One problem is that I tend to change things in the master, e.g., bulk
file renaming or moving, so when I replicate it on the backups I have
to force the deletion of no more existing content.
This approach, however, relies on the fact that the master is good. My
fear is that if the master corrupts some file, I could possibly loss
them if they have also been moved since I will no more be able to
recognize them on the slaves.
So I would like to have some feature like git (or fossil) for hash
handling, but since I'm talking about 290+ GB of binaries I'm not sure
this approach could work.
Any suggestion?
Use ZFS with snapshots (the zfs-periodic package is good for this)
and replace the rsync with send/receive, ZFS will protect you from hardware
silent corruption (provided you allow some redundancy - use copies on pools
with no redundancy) while the snapshots will protect you from mistakes.
--
Steve O'Hara-Smith <***@sohara.org>
N.J. Thomas
2016-06-01 17:39:09 UTC
Permalink
My fear is that if the master corrupts some file, I could possibly
loss them if they have also been moved since I will no more be able to
recognize them on the slaves.
As the other poster mentioned, ZFS snapshots is the way to go.

If you don't have these stored on ZFS filesystems, then check out
rsnapshot as an alternative:

http://rsnapshot.org/

It's available in ports. You can do ZFS-style
hourly/daily/weekly/monthly snapshots. It uses hard links to save space,
so the overhead is not too high.

Thomas
Brandon J. Wandersee
2016-06-01 18:18:43 UTC
Permalink
Post by Steve O'Hara-Smith
On Wed, 1 Jun 2016 10:35:06 +0200
Post by Luca Ferrari
Hi all,
so far I'm using rsync to keep in sync a couple of removable media
(well, up to four) where one is the "master" and the others are a
cascade backups (meaning they are set at different time).
So far so good.
One problem is that I tend to change things in the master, e.g., bulk
file renaming or moving, so when I replicate it on the backups I have
to force the deletion of no more existing content.
This approach, however, relies on the fact that the master is good. My
fear is that if the master corrupts some file, I could possibly loss
them if they have also been moved since I will no more be able to
recognize them on the slaves.
So I would like to have some feature like git (or fossil) for hash
handling, but since I'm talking about 290+ GB of binaries I'm not sure
this approach could work.
Any suggestion?
Use ZFS with snapshots (the zfs-periodic package is good for this)
and replace the rsync with send/receive, ZFS will protect you from hardware
silent corruption (provided you allow some redundancy - use copies on pools
with no redundancy) while the snapshots will protect you from mistakes.
If ZFS seems like overkill or too much hassle at the moment, you could
instead use sysutils/rsnapshot.

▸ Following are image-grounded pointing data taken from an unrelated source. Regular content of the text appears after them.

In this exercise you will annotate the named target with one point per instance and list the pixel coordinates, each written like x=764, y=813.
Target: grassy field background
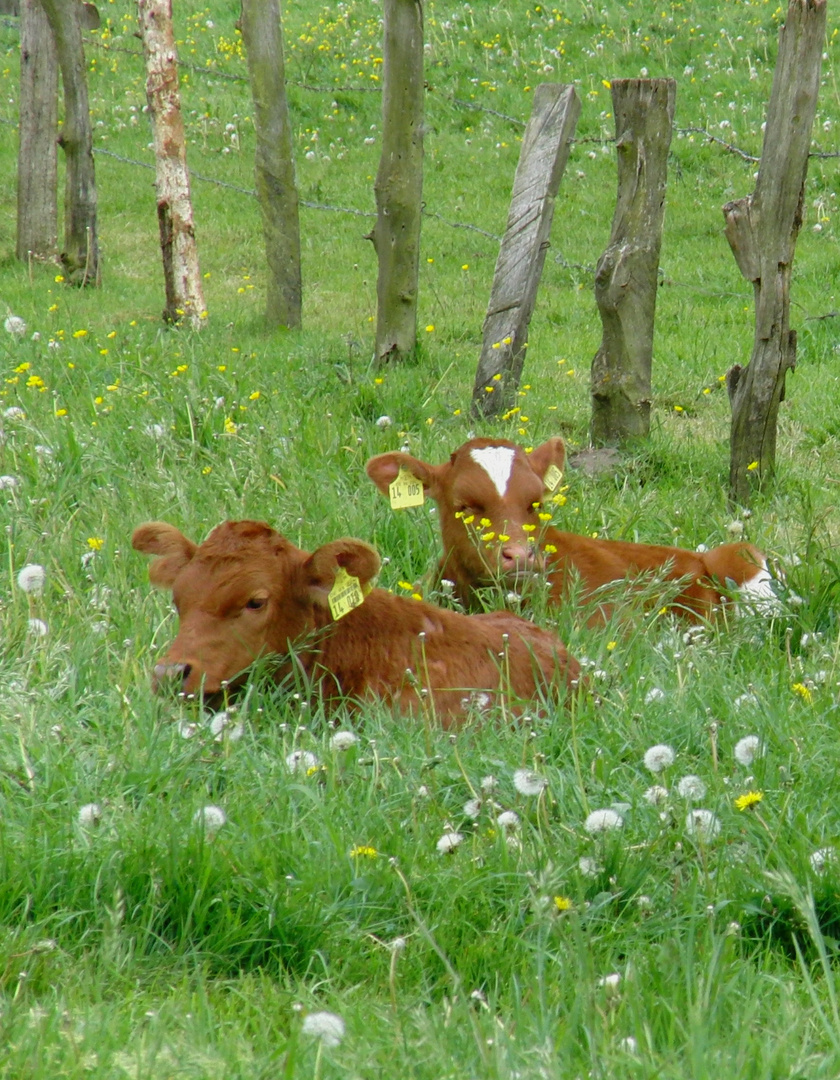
x=137, y=940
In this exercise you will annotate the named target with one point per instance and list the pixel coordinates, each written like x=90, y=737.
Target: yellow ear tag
x=552, y=477
x=346, y=594
x=406, y=490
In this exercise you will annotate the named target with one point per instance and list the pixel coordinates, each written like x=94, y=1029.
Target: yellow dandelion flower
x=363, y=850
x=748, y=800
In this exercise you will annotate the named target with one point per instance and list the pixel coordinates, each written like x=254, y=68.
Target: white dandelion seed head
x=822, y=859
x=747, y=750
x=691, y=787
x=610, y=983
x=90, y=815
x=31, y=579
x=659, y=757
x=343, y=740
x=210, y=818
x=224, y=726
x=327, y=1027
x=529, y=783
x=703, y=825
x=603, y=821
x=448, y=842
x=300, y=760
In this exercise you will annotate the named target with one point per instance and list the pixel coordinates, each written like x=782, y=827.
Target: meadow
x=647, y=886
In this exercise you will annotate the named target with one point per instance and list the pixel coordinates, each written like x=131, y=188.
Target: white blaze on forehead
x=758, y=594
x=497, y=461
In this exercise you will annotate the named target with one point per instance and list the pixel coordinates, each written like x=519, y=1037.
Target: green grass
x=138, y=945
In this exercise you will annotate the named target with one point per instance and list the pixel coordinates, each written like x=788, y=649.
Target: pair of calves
x=247, y=592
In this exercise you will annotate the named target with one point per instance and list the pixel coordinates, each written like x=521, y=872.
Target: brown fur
x=247, y=592
x=462, y=486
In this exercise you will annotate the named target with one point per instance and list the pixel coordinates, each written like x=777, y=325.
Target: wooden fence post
x=398, y=184
x=185, y=296
x=761, y=230
x=625, y=280
x=37, y=154
x=274, y=160
x=522, y=253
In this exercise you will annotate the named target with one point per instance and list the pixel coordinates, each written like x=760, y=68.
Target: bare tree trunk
x=37, y=153
x=761, y=230
x=625, y=280
x=185, y=297
x=274, y=164
x=81, y=254
x=400, y=180
x=522, y=253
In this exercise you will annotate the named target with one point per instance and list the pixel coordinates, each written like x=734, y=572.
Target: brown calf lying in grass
x=246, y=592
x=489, y=496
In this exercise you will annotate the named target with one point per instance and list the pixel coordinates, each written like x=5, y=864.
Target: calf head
x=244, y=593
x=489, y=494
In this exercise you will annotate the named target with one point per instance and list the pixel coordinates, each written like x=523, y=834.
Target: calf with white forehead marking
x=247, y=593
x=493, y=531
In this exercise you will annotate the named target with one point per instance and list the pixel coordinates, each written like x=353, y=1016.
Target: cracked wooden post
x=761, y=230
x=398, y=184
x=185, y=296
x=37, y=154
x=626, y=277
x=81, y=245
x=522, y=253
x=274, y=160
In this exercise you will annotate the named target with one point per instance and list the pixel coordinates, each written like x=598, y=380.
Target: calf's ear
x=383, y=469
x=173, y=550
x=355, y=556
x=547, y=454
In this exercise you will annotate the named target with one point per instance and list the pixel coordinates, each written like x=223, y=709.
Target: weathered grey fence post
x=625, y=280
x=398, y=184
x=761, y=230
x=185, y=296
x=274, y=160
x=522, y=254
x=37, y=154
x=81, y=244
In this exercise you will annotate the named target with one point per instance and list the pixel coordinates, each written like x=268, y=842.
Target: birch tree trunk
x=274, y=162
x=625, y=280
x=81, y=245
x=400, y=180
x=185, y=297
x=37, y=153
x=761, y=230
x=522, y=253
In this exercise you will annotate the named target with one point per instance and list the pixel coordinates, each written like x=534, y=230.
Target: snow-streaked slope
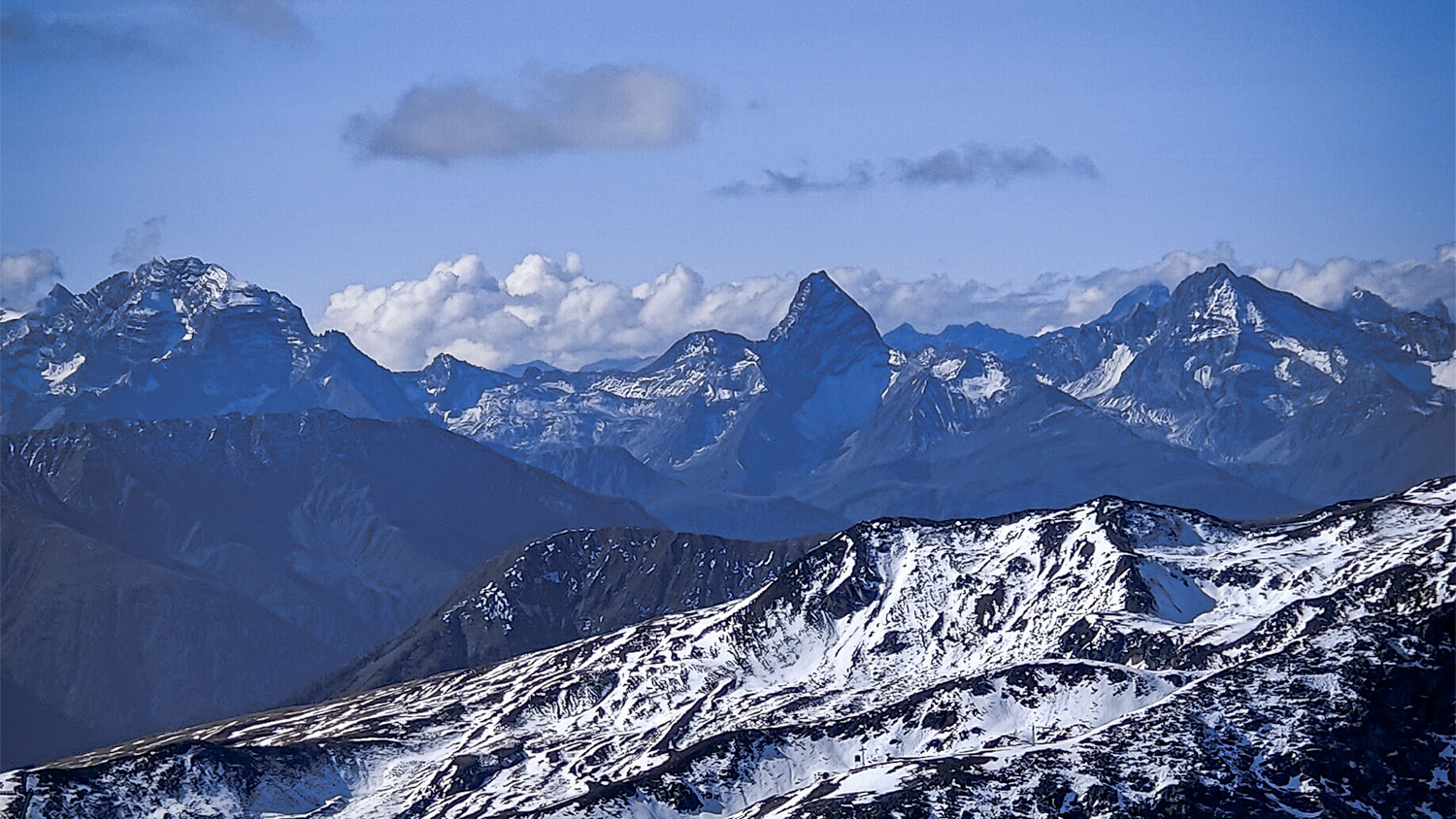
x=181, y=340
x=1313, y=404
x=823, y=419
x=562, y=588
x=1109, y=656
x=160, y=573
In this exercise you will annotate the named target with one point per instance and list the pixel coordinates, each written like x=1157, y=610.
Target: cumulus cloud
x=973, y=163
x=552, y=311
x=25, y=37
x=270, y=19
x=26, y=277
x=606, y=107
x=1409, y=284
x=140, y=245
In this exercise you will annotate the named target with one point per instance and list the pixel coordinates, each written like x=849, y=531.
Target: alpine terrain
x=1107, y=659
x=160, y=573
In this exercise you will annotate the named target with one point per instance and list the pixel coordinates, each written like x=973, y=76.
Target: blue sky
x=1293, y=131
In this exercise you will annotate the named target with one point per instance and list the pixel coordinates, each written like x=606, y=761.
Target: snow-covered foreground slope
x=1106, y=659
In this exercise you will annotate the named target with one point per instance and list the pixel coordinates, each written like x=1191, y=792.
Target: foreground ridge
x=1111, y=658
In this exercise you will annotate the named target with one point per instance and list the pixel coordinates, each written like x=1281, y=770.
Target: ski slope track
x=1107, y=659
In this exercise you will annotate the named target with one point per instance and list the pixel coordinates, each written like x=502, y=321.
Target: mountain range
x=1222, y=395
x=1111, y=658
x=212, y=509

It uses rsync to create snapshot-style,
rotating, de-duplicating, incremental backups. Verbose logging will
show you what files have changed since the last backup, so if you see a
file in the logs that you know you haven't changed in some time, it's
probably corrupt or has otherwise been compromised. Meanwhile, the
previous (good) versions will remain intact.
--
:: Brandon J. Wandersee
:: ***@gmail.com
:: --------------------------------------------------
:: 'The best design is as little design as possible.'
:: --- Dieter Rams ----------------------------------
Phil Eaton
2016-06-01 20:04:43 UTC
Permalink
Is there a good article comparing rsnapshot and zfs-snapshots?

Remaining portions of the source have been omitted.